Als dann im Januar 1880 die Jury unter dem Vorsitz von Conrad Wilhelm Hase tagte, war offensichtlich das Eintreten des Pastors für diesen Entwurf ausschlaggebend. Obwohl sich unter den 72 eingereichten Entwürfen viele fortschrittliche Konzepte von namhaften Architekten wie Christoph Hehl, Johannes Otzen und Paul Wallot befanden, erhielt der damals noch unbekannte Architekt Hillebrand den ersten Preis für einen eher konservativen Entwurf. Seine Einflußnahme betonend, berichtete Adolf Narten: »Hillebrand hätte keinen Erfolg gehabt
Im Februar 1880 fand in Bielefeld eine Ausstellung der Wettbewerbsprojekte statt, die anschließend im März in der Deutschen Bauzeitung besprochen wurde. Der Rezensent Hubert Stier lobte andere Entwürfe mehr als den des ersten Preisträgers.
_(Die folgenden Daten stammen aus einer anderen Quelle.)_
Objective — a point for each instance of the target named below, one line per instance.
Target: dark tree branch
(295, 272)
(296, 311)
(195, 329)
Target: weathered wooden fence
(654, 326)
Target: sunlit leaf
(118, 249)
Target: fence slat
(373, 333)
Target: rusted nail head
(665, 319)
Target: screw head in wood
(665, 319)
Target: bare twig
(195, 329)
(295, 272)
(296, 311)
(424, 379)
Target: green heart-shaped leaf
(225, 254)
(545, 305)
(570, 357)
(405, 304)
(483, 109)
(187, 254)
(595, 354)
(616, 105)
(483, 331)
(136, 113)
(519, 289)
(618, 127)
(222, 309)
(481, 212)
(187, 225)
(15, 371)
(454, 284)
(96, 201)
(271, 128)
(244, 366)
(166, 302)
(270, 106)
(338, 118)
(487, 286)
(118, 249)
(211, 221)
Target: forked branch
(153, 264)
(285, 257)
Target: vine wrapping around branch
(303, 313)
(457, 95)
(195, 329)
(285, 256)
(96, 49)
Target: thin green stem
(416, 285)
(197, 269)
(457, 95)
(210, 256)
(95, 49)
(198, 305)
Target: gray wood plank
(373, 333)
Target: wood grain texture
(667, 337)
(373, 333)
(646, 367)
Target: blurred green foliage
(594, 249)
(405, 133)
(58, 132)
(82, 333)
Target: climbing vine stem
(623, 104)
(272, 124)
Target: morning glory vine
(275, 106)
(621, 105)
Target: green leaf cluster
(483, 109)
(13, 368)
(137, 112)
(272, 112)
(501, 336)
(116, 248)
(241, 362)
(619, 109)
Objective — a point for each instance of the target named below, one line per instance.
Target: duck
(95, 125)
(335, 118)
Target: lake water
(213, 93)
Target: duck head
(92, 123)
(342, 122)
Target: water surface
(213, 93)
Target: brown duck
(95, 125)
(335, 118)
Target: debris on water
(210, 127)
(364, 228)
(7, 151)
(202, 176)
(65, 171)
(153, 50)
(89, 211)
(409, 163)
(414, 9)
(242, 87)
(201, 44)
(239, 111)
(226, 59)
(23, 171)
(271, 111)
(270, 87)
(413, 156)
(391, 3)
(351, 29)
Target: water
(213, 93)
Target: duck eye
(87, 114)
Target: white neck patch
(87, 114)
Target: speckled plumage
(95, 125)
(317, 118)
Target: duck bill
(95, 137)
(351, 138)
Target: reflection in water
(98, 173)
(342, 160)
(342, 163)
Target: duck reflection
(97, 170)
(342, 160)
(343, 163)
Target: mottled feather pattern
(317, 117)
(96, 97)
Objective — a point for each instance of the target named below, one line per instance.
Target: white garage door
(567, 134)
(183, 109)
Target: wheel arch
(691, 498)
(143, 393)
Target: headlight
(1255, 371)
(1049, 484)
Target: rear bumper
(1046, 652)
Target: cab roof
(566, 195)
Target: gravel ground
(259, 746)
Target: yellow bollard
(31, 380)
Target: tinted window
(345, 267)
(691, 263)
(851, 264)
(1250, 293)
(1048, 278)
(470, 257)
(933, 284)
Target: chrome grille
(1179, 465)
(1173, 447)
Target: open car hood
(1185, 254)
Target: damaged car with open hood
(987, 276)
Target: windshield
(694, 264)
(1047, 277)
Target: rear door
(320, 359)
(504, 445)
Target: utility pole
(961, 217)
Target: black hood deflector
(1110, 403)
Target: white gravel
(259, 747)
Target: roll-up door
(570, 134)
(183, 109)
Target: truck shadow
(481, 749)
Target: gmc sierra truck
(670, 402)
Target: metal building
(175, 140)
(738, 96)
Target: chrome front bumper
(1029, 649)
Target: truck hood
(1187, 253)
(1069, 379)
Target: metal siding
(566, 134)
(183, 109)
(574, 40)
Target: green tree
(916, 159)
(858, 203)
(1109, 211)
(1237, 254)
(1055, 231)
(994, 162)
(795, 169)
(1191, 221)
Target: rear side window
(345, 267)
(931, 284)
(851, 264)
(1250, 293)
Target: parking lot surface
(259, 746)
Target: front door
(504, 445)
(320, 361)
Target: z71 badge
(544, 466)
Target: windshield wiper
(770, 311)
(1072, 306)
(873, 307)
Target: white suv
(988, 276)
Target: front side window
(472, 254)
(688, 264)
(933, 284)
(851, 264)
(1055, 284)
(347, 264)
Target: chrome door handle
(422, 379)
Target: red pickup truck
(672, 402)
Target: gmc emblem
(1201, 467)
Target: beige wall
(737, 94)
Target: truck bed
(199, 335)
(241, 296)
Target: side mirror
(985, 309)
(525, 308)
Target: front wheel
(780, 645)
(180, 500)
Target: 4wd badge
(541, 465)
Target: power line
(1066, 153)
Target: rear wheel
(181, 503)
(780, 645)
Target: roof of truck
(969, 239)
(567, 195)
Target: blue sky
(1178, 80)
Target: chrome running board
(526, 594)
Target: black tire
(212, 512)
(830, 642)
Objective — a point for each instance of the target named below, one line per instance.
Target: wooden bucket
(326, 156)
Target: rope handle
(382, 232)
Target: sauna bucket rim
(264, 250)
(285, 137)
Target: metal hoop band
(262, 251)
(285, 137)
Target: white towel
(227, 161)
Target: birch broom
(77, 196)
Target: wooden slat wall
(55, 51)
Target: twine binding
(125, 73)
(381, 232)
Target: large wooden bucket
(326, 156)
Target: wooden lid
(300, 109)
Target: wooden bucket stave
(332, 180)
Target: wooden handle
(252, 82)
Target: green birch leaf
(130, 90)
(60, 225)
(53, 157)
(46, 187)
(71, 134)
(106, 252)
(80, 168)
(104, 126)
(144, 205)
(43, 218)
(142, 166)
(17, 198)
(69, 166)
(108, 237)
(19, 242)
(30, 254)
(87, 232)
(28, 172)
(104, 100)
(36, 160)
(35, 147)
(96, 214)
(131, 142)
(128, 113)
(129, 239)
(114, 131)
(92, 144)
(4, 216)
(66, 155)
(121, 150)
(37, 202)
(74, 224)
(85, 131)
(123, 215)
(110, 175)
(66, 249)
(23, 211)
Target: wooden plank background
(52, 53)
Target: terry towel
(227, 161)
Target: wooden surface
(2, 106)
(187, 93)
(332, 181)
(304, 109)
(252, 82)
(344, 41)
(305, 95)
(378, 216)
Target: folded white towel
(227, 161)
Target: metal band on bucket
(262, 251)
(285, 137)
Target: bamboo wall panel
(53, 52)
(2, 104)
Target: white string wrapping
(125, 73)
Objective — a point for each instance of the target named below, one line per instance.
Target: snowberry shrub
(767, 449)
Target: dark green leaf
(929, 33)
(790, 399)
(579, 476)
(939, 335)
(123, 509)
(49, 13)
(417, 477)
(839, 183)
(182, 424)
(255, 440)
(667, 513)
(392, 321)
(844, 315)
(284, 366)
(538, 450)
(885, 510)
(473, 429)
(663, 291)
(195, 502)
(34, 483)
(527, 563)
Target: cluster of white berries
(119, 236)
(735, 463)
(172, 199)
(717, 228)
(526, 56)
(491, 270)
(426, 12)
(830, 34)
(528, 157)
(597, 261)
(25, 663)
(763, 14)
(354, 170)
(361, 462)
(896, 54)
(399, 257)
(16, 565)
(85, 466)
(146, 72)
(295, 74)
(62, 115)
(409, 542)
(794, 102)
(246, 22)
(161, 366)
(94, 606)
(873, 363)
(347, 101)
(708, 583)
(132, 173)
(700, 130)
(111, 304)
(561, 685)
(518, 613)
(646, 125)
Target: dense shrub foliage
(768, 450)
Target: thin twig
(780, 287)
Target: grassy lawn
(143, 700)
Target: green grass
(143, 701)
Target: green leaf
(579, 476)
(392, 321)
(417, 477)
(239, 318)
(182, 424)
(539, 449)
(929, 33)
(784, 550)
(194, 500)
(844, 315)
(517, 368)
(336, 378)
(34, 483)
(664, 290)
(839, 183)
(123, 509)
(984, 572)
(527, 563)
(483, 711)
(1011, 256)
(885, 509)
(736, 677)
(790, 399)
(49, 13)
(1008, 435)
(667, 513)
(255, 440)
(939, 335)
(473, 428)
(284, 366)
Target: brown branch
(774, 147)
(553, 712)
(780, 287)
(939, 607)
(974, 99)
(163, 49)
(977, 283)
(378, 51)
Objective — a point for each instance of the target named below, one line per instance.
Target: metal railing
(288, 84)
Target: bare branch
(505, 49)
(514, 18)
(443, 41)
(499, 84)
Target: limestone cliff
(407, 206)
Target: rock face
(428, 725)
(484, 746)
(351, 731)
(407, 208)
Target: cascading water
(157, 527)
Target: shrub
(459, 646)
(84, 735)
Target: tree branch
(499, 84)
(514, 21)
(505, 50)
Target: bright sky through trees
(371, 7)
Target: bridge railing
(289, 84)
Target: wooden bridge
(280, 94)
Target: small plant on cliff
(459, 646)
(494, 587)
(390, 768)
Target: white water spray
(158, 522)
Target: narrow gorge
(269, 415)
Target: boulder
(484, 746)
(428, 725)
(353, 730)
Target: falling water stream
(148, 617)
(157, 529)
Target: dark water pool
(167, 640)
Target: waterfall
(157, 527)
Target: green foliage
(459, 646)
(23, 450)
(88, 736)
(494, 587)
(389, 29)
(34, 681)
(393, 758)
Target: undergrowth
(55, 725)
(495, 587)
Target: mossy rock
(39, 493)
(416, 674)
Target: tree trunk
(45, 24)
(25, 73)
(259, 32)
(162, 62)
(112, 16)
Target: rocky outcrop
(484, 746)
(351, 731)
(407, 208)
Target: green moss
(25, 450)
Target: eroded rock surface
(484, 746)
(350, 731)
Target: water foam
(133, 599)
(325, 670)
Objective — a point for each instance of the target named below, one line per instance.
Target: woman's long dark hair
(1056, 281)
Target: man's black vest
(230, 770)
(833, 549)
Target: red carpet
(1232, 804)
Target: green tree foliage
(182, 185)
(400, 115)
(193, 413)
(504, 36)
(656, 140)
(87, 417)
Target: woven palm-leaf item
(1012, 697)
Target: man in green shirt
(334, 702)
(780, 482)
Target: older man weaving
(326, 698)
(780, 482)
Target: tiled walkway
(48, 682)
Seine Verwunderung über die Wettbewerbsentscheidung ist zu spüren. Zum Hillebrandschen Entwurf bemerkte er: »Die Architektur des preisgekrönten Entwurfes bewegt sich in einfachen frühgothischen Formen von guten Verhältnissen, für manche gar zu einfach gehaltene Anordnung, wie die Lösung der Thurmspitze, findet sich bei der Ausführung wohl noch ein glücklicheres Motiv. Die Darstellung des Entwurfes war schmucklos und ließ für einen ersten Preis zu wünschen übrig —.« Dieser unlauter erworbene Wettbewerbserfolg bedeutete für Hillebrand den Einstieg in die Laufbahn eines norddeutschen Kirchenbauers."

zitiert aus:
Quellen zur Architektur der Hannoverschen und Kasseler Schule im 19. Jahrhundert.
Retrospektive - vier Architekten berichten: Eberhard Hillebrand (1840–1924) ⋅ Adelbert Hotzen (1830–1922) ⋅ Adolf Narten (1842–1928) ⋅ Paul Rowald (1850–1920)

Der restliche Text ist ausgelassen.